Der preisgekrönte und sehr bekannte Film „El 47“ hat die Aufmerksamkeit der Einwohner Barcelonas auf Nou Barris gelenkt, ein historisch vergessenes Viertel, das nun, im 21. Jahrhundert, beginnt, sich aus der Ächtung zu befreien, zu der die Stadt es so lange verurteilt hatte. Der Film über Manolo Vital hat das Viertel wieder ins Bewusstsein gerückt, aber schon vor vielen Jahren gab es eine Gruppe von Videofilmern, die entschlossen war, das am meisten vergessene Viertel der Stadt zu porträtieren.
Es war im Jahr 1982, als das Kollektiv Video-Nou in Zusammenarbeit mit dem Servei de Vídeo Comunitari den Dokumentarfilm „Los Jóvenes del Barrio“ produzierte, der einen tiefen Einblick in das Leben der Jugendlichen im Viertel Canyelles zu einer Zeit gab, als noch niemand in diese Richtung schaute.
Video-Nou, engagiertes Kino in Barcelona in den 1970er Jahren
Wie das Museo de Arte Reína Sofía, in dem eine Kopie dieses Dokumentarfilms aufbewahrt wird, erklärt, handelt es sich bei Video-Nou um ein 1977 gegründetes Kollektiv, das zwei Jahre später zum Leitungsteam des sogenannten Servei de Vídeo Comunitari wurde, der als öffentlicher Dienst konzipiert war .
Diese Gruppe war landesweit ein Pionier in der Verwendung von tragbaren Videogeräten, mit dem Ziel, eine Art von (gegen)informativem und aktivistischem Fernsehen zu schaffen, das in bestimmten konzeptionellen künstlerischen Praktiken und institutioneller Kritik verwurzelt ist und dessen Mitglieder aus den Bereichen Journalismus, Soziologie, Antipsychiatrie, Pädagogik, bildende und darstellende Kunst sowie Architektur kommen.

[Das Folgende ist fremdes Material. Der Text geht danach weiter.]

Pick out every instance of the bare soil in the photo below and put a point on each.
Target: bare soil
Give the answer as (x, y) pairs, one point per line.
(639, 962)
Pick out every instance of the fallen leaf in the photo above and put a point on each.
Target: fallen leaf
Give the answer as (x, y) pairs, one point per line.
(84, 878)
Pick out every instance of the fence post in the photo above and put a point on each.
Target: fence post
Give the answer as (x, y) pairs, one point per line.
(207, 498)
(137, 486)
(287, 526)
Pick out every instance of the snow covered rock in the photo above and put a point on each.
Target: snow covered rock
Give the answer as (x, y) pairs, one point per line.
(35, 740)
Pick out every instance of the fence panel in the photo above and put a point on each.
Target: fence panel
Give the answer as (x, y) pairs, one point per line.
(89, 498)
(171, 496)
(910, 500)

Der Dokumentarfilm Canyelles ist nicht der einzige, den sie gemacht haben. Das Reina Sofía besitzt dreizehn Aufzeichnungen über die Aktivitäten der Gruppe sowie eine Sammlung von Dokumentationsmaterial, bestehend aus Fotos, Artikeln, Zeitungsausschnitten und Veröffentlichungen. Einige ihrer Werke zeigen den historischen Moment, in dem die libertäre und gewerkschaftliche Bewegung der CNT/FAI ihren Höhepunkt erreichte, wie z. B. Huelga de gasolineras ( 1977), Jornades Llibertàries Internacionals 1977 Barcelona (Internationale libertäre Tage 1977 Barcelona) oder Actuació d’Ocaña i Camilo (Performance von Ocaña und Camilo) im Jahr 1977.

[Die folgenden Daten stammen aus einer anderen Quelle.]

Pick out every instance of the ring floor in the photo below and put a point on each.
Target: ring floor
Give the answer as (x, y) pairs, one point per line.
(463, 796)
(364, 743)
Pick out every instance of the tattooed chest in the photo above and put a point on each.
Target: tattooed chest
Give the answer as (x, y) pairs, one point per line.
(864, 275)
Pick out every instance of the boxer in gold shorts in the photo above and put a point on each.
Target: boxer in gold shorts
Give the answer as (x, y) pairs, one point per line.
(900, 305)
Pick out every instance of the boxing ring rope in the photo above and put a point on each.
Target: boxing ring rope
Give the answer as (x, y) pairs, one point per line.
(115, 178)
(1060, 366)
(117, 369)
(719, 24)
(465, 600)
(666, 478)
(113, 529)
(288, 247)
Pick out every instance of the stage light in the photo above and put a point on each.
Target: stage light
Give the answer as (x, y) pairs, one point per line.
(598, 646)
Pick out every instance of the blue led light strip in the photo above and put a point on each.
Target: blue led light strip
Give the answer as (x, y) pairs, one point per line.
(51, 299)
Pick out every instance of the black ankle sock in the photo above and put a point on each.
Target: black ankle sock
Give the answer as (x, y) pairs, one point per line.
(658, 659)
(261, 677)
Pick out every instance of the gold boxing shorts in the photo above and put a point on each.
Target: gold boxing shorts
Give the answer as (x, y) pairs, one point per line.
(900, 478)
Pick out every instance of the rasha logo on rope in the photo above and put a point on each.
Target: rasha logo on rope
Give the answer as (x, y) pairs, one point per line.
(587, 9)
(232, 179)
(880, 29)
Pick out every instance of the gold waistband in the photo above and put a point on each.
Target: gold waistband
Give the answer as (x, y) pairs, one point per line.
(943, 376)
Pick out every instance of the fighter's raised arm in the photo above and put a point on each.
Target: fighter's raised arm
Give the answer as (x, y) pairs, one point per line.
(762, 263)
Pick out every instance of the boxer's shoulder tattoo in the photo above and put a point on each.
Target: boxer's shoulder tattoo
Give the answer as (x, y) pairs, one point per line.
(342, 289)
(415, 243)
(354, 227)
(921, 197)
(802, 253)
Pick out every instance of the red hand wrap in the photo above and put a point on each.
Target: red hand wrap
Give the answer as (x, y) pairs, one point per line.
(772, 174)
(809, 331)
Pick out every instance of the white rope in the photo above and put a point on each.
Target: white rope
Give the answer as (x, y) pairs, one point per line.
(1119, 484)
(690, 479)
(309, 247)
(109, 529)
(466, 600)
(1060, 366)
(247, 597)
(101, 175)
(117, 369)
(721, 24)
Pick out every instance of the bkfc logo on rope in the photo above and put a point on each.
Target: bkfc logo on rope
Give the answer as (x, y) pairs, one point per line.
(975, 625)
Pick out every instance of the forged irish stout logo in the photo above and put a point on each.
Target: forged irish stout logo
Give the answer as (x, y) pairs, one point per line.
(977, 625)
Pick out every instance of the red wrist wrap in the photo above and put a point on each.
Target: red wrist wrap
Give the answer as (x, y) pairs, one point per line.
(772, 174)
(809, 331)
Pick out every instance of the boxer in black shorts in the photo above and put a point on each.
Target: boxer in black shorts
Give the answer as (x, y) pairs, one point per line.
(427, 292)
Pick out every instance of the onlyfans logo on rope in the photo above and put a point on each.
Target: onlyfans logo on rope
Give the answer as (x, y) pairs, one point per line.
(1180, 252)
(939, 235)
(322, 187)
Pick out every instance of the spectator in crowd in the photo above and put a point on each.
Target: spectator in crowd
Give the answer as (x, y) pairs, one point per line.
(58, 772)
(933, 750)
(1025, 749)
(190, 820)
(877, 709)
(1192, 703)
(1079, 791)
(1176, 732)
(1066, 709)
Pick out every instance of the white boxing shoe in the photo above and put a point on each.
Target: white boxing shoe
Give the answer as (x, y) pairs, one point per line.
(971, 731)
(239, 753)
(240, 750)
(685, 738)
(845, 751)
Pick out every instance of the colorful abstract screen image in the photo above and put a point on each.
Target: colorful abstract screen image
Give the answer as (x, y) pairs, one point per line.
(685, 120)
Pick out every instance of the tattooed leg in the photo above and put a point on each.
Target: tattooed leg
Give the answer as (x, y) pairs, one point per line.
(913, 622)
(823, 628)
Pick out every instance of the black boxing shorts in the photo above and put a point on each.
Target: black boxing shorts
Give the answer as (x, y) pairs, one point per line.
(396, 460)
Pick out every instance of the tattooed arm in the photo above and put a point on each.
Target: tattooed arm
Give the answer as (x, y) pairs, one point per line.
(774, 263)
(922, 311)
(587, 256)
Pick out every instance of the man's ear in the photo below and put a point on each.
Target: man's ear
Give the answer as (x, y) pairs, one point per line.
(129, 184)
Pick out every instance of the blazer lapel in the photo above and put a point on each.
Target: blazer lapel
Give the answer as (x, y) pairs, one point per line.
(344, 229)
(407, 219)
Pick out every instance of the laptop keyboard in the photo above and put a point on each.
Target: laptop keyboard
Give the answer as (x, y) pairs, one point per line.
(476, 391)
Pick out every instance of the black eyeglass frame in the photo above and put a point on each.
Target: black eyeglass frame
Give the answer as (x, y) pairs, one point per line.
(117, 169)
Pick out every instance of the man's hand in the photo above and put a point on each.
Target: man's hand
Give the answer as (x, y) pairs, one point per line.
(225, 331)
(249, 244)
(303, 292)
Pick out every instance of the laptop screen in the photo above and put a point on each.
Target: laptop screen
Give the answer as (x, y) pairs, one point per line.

Ab 1978 beschäftigte sich das Kollektiv Video-Nou mit der Dokumentation der sozialen Veränderungen, die durch die Gentrifizierungsprozesse in verschiedenen Vierteln der katalanischen Städte hervorgerufen wurden, was in Stücken wie Canyelles (projecte Ateneus) (Canyelles [Athenaeum-Projekt]) von 1978 sichtbar wird. Dieses Ensemble ist ein grundlegender Baustein für das Verständnis der historischen Ereignisse und sozialen Prozesse, die die Zeit des Übergangs in Katalonien und im übrigen Spanien begleiteten.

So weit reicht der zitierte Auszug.